The negotiating strategies employed by the G77+China are very interesting. They are a political entity, and thus have to be highly conscious of the image they project not only to their fellow negotiators but to the wider global community of civil society and media.

The G77 negotiators tend to use precise and sophisticated language, often being the only ones to explicitly demonstrate depth of knowledge on various issues. Their negotiators are highly articulate and educated, and make more of an effort to appear so than their US and EU counterparts. They have more of a need to appear intelligent: Their colleagues from the global North have much more economic and political power outside of the negotiating rooms, so less effort is needed within them.

At the same time, the G77 negotiators will also criticize this language and the process as a whole. They openly say that this dancing around language and meaning is silly, that negotiators should say what they really mean. They call upon fellow delegates to give the true reasons why they want to remove certain text, or even to give any reason at all (which countries don’t always do). They seem to expose the farcical nature of the whole negotiating charade.

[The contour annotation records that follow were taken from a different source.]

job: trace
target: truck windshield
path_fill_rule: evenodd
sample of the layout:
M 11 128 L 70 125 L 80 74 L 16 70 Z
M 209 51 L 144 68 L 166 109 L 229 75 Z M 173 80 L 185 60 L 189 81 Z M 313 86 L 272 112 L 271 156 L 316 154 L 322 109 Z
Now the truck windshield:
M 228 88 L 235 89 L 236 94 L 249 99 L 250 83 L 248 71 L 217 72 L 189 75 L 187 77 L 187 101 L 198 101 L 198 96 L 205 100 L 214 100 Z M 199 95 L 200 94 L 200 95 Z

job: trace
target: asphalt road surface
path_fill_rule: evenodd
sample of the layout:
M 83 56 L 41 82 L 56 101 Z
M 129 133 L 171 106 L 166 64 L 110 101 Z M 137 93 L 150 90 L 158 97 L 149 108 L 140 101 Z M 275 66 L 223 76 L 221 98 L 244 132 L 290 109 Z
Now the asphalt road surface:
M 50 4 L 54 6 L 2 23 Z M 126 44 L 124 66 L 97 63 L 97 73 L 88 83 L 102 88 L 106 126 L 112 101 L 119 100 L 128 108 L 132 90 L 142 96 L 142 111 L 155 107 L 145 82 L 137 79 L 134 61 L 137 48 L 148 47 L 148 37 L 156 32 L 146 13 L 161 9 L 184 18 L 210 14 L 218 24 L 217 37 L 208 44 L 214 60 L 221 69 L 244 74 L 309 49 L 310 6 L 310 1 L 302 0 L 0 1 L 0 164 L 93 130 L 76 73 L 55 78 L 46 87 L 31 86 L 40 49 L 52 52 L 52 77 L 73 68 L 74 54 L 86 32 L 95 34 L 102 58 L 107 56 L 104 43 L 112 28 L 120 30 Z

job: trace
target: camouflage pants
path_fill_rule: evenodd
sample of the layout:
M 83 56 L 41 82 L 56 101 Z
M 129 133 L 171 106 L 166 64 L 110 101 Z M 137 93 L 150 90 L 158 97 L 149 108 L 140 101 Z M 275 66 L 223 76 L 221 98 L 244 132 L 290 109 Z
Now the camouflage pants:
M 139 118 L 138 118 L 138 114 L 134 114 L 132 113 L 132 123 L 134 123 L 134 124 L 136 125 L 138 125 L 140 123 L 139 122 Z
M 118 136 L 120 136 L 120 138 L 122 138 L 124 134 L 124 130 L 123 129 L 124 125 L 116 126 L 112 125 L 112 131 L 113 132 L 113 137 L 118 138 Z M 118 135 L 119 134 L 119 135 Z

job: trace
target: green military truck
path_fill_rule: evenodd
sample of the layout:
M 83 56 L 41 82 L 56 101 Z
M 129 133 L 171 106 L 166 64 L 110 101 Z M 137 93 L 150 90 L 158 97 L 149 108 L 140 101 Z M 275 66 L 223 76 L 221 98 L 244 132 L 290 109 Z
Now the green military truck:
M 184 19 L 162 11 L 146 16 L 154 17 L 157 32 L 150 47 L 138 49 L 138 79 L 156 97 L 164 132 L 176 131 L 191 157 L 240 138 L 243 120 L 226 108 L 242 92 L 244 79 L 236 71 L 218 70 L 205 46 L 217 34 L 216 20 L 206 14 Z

They will also often remind their audience that they come from the developing world. For example, at the ’92 Earth Summit, in response to the Northern desire to have a short and “inspirational” Earth Charter that every child could hang above their beds, the G77 pointed out that many children did not even have beds. They pose themselves as a direct opposite to the global North that wants to abuse people and the environment – as advocates for justice and equity.

All of these traits are very appealing to onlookers. Appearing intelligent makes the G77 more respectable, more trustable. Denouncing the process strikes a very strong chord with all the frustrated observers watching people in suits bat semicolons between each other. Harking the unjustly exploited, ditto. They seem to be decent folks.

It’s depressing to realise that these tactics, which ring so close to my heart, are in fact nothing more than that: Tactics. They are tactics because these people are negotiators, they are not simply good people fighting an unjust system, they are people who work within the realm of politics, people whose job it is to negotiate. Tactics are used to push points forward, and those points are not always as morally upright as we would like to think they are.

Apart from the somewhat inevitable contradiction of speaking on behalf of a poverty they have probably never lived through, the G77 negotiators also criticize diplomacy and negotiating strategies only to turn around and work in the exact same way. They avoid mentions of human rights, of civil society, and of environmental conservation. They claim to be talking for their people and environment – but negotiators work for the interests of the governments that pay them, and not necessarily for the masses of hungry people or polluted ecosystems.

That doesn’t mean they don’t have valuable contributions to make. They definitely do, and I find myself supporting their contributions far more often than those of the US or the EU – but it is essential to keep in mind that the G77 position doesn’t necessarily want the best for everyone.